The UK was sixth behind Finland, South Korea, Hong Kong, Japan and Singapore. The UK was second in Europe, second in the Western world.

Maybe we shouldn’t be too surprised that Gove overlooks this sort of positive data as he apparently prefers to use Premier Inn customer surveys as his main source of cutting edge educational research!

Beneath his tiresome bluster about standards, Gove’s real agenda in education policy is apparent from his steamroller approach to rolling out the academies and free schools programme. In effect, these are privatised trojan horses forced into the public sector under the propaganda of expanded choice for parents. Teachers find themselves vulnerable to inferior working conditions and pupils who are unlikely to shine in exams are shown the door.

Annoyingly for Gove, the Swedish model for this model collapsed in debt this summer, demonstrating how myopic it is to put public sector education in the hands of private sector vampires.
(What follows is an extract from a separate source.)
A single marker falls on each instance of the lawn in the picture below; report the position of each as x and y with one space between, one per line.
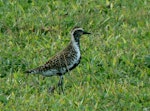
114 73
The case of Downhills Primary in Tottenham also illustrates how the Academy programme is, in fact, utterly undemocratic and that parental choice doesn’t extend to those who actually like the idea of local authority accountability.

People’s Education

Some teachers and parents might be sceptical that one-day strikes could make any difference to a blowhard ideologue like Gove. But it is important to see that the People’s Assembly can help shift the dynamic of struggle in Britain. A broad spectrum of resistance on the left is uniting over common goals – including the defence of comprehensive education.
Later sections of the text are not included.